Pramod Kumar Tiwari (born 16 July 1952) is an Indian politician from the Indian National Congress party. He is currently serving as Deputy Leader of the Opposition in Rajya Sabha, from Rajasthan Rajya Sabha Constituency. He is a nine-time Member of the Legislative Assembly (MLA) from Rampur Khas and former Cabinet Minister in Government of Uttar Pradesh.

==Political career ==
Pramod Kumar Tiwari was chosen as a member of Uttar Pradesh Assembly for the first time in the 1980s.

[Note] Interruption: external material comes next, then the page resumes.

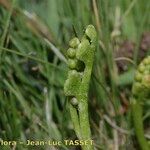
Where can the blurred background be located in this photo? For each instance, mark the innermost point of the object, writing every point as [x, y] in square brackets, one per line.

He regularly won the Rampur Khas seat. He was the Cabinet Minister in Government of Uttar Pradesh from 1984 to 1991. Tiwari has won nine times in a row.

In 2007 election, Tiwari defeated Kunwar Viggyat Singh of the Samajwadi Party (SP) by a huge margin and in 2012 election, he defeated Hira Madi Patel of Bahujan Samaj Party by 31,544 votes.

On 6 June 2012, the Congress removed him as the Congress Legislature Party (CLP) leader and replaced him with Pradeep Mathur, a three-term MLA from Mathura.

Pramod Tiwari was chosen as a member of U.P. Assembly for the first time in the 1980 and won record nine times in a row from Rampur Khas seat in Pratapgarh district. He was the minister of U.P. from 1984 to 1989. He was also the Congress legislature party leader for a record time.

He was elected as a Member of Rajya Sabha in 2013 by-elections for the vacant seat due to disqualification of sitting member Rasheed Masood and is a 2 time senior member of Rajya Sabha, served his term till 11 April 2018 and was again elected as Member of Rajya Sabha from Rajasthan in 2022.